Но больше всего меня восхищала кузница. Как зачарованный, часами глядел я на алые языки пламени, буйно вырывавшиеся из кузнечного горна, на огромные бруски раскаленного железа, сыпавшего ослепительные брызги и менявшего форму под тяжелыми, точными ударами мощного парового молота. Я отдавал дань глубокого уважения и восторга могучим кузнецам — всегда таким суровым, потным, почерневшим от сажи, никогда не расстававшимся с грязными кожаными фартуками. Я завидовал мускулистым ребятам, их подручным, которые с такой ловкостью били молотом по наковальне и помогали в производстве тысяч неизвестных мне, но необходимых деталей.
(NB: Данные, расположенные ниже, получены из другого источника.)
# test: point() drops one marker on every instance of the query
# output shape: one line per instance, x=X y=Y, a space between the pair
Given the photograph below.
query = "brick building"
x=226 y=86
Я заметил, что всякий раз, как паровозы направляются после капитального ремонта в пробную поездку, их сопровождают механики вместе со своими учениками, контролируя работу машины и производя необходимую подгонку деталей в пути. К сожалению, механики из моего цеха никогда не участвовали в этих испытаниях. А я так жаждал хоть разок проехаться на паровозе — пусть даже в трубе! — лишь бы потом в замасленном, почерневшем от сажи комбинезоне пройти под завистливыми взглядами прохожих по улице.
Вот почему мне так хотелось перейти в другой цех; заодно я избавился бы от досаждавших мне грубых шуток проклятого Родриго. Но как я ни старался, мне так и не удалось добиться разрешения на этот переход от начальника мастерской, сеньора Чаварр иа.
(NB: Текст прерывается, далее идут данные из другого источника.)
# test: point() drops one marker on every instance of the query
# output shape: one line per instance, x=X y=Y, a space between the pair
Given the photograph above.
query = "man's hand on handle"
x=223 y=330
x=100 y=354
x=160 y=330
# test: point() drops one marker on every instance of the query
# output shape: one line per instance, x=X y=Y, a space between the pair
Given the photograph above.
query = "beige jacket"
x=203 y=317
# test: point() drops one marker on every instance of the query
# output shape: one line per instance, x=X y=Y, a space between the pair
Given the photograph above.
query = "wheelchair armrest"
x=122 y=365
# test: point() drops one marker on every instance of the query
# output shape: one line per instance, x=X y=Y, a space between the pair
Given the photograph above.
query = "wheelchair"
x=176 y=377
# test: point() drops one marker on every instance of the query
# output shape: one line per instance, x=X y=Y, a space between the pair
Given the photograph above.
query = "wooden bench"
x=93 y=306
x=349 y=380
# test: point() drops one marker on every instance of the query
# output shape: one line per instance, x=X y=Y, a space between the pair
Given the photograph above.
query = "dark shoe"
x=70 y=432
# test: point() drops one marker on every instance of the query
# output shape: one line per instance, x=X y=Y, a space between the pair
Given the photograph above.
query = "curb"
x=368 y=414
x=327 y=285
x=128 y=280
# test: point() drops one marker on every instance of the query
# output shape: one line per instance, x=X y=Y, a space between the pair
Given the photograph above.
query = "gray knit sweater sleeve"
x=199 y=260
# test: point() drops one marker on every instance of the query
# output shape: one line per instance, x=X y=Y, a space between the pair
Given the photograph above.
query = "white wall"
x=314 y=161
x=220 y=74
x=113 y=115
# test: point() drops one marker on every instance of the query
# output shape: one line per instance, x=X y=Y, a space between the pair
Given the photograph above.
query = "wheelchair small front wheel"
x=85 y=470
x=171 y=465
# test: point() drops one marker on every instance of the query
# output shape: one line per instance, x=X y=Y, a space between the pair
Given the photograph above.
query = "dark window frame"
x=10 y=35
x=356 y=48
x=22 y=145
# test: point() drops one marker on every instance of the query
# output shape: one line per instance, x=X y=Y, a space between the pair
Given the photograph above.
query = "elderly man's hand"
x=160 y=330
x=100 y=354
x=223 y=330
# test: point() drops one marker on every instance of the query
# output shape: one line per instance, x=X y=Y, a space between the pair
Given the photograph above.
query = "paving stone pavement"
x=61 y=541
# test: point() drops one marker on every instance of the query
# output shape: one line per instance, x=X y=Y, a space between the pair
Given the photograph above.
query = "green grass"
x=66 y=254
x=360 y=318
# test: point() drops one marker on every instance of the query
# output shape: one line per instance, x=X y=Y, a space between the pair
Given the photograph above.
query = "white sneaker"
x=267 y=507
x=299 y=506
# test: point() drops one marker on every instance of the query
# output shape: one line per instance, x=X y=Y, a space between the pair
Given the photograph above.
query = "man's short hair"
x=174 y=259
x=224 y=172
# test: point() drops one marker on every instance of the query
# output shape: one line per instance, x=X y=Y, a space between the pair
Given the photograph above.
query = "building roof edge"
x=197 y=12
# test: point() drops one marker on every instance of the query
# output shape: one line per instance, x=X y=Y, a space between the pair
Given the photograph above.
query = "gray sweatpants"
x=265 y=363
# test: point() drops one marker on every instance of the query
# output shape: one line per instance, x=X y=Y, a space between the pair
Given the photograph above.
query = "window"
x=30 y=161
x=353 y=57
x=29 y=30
Вечером, вернувшись из мастерской, я мылся, ужинал и до семи часов успевал попасть в Национальную библиотеку, где сидел до закрытия. Недоверчивый дон Герардо на первых порах два — три раза заглядывал в библиотеку — там ли я, в самом деле; довольный результатами проверки, он больше никогда не беспокоился по поводу моих вечерних отлучек.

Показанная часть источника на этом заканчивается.